The *baseline* reference is the (internal) **LÖVE** implementation performance, re-based for each order, as we primarily want to determine if we can do better than what the framework offers. For the *De Casteljau algorithm* I wrote three different variants: (i) the straightforward `lerp`

based implementation that follows the definition itself, (ii) a generalized iterative implementation similar to the one implemented in **LÖVE**, and (iii) an optimized implementation where `lerp`

function calls are removed by manual inlining.
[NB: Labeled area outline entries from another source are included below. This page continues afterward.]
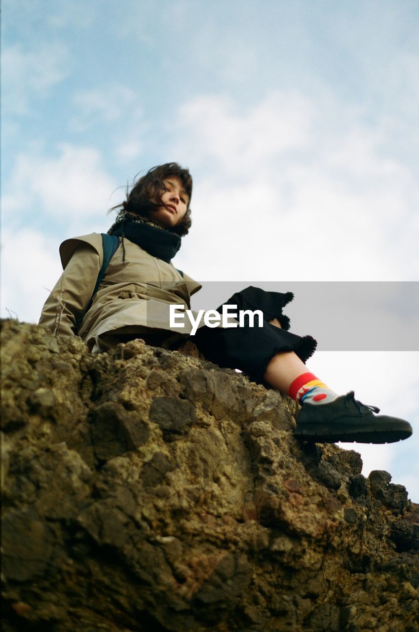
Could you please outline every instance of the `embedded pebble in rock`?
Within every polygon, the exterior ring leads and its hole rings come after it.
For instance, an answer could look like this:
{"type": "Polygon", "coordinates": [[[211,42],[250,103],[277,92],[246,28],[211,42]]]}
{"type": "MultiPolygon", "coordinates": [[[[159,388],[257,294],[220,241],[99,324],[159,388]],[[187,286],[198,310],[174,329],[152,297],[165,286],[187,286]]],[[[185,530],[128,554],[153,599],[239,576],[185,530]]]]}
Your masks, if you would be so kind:
{"type": "Polygon", "coordinates": [[[287,397],[13,320],[2,374],[5,632],[418,629],[419,506],[287,397]]]}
Also for the *Horner’s method* I devised two different implementations in which the second one despite being more obscure reduce the operations count.
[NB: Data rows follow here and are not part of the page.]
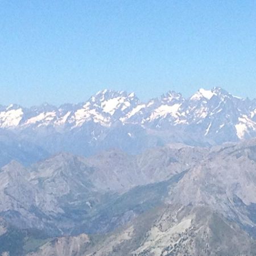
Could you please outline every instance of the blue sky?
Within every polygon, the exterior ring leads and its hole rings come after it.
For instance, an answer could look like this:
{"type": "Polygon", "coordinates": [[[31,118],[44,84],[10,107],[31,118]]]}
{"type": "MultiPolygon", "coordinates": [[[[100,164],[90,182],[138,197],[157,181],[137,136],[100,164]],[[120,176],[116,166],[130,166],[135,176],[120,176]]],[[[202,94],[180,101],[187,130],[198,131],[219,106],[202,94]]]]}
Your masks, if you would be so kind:
{"type": "Polygon", "coordinates": [[[255,1],[0,1],[0,104],[214,86],[256,98],[255,1]]]}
The fastest algorithm is by far the one based on the *Bernstein polynomial form*, which is reasonable since it offers the change to inline during the “compiling” (via closures) and pre-compute and reuse computations as much as possible. Interesting enough the native framework implementation is among the slower ones; this is due to the fact that each Bézier curve evaluation requires both a meta-table and FFI access that are quite costly (despite exploiting *LuaJIT*). It’s far better to remain in Lua’s script domain rather than transitioning to native code. The *Horner’s method* algorithms, on the contrary, aren’t so slow but the pay their general form due to the repeated table `unpack`

calls.

By increasing the order of the curve we expect the performance to reduce. In fact, the impact on the *Bernstein* is the following:

Order | Speed |
---|---|

2 | 100,00% |

3 | 144,21% |

4 | 188,28% |

In terms of **precision** we checked the result being equal up to the 6th decimal point (10^-6) when compared with the framework (slower) implementation. As a side-note, the *Horner’s method* algorithms a pretty imprecise and are impractical for common usages.
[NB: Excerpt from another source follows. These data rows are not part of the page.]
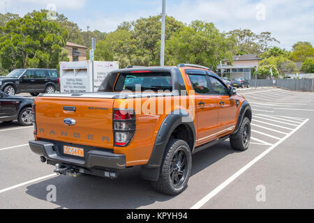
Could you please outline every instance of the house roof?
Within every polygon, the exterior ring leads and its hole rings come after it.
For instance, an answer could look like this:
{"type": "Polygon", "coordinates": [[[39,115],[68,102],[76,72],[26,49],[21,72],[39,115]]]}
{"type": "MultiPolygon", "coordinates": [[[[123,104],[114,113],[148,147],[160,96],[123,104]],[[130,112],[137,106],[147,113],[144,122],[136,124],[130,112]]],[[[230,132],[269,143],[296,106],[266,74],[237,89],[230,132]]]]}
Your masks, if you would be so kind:
{"type": "Polygon", "coordinates": [[[82,46],[81,45],[75,44],[75,43],[70,43],[70,42],[66,42],[66,45],[68,46],[68,47],[80,47],[80,48],[88,49],[88,47],[87,47],[82,46]]]}
{"type": "MultiPolygon", "coordinates": [[[[260,61],[261,59],[258,58],[257,54],[244,54],[233,56],[233,61],[260,61]]],[[[227,59],[224,59],[223,61],[228,61],[227,59]]]]}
## Reworking the Equations

Considering that the linear interpolation between `a`

and `b`

can either be written as `(t - 1) * b + t * a`

or `a + (b - a) * t`

we can be temped to rework the evaluator as follows (for example, for a 4th order curve)

```
function bezier_4th(control_points, t)
local p0, p1, p2, p3 = unpack(control_points)
local p0x, p0y = unpack(p0)
local p1x, p1y = unpack(p1)
local p2x, p2y = unpack(p2)
local p3x, p3y = unpack(p3)
local tt = t * t
local ttt = tt * t
local cx = 3 * (p1x - p0x)
local bx = 3 * (p2x - p1x) - cx
local ax = p3x - p0x - cx - bx
local cy = 3 * (p1y - p0y)
local by = 3 * (p2y - p1y) - cy
local ay = p3y - p0y - cy - by
local x = ax * ttt + bx * tt + cx * t + p0x
local x = ay * ttt + by * tt + cy * t + p0y
return x, y
end
```

However, while this is perfectly legit on the paper, numerically on a computer the results may diverge. Of course this new, reworked, algorithm uses less **multiplications**, but the number of **additions** and **subtractions** increases. On modern computers the cost of arithmetic operations is pretty much constant across operations. This wasn’t the case on older CPUs during the ’80s and ’90s, where saving a **mul** or a **div** could make the difference especially on non FPU equipped computers. Most notably, this algorithm doesn’t ensure proper results for `t = 1`

. That being said, it’s definitely not worth the effort.

## Applications

Other than path-management, as in my case, Bézier curves can be used in a lot of interesting cases. I unconsciously avoided them for far too long, it’s about time to get back on track.

One very interesting use of them is described here where, with a clever use of fragment shaders, a flowing lava river is simulated. Guess that these curves can be very useful for dynamically-modified water rivers, too.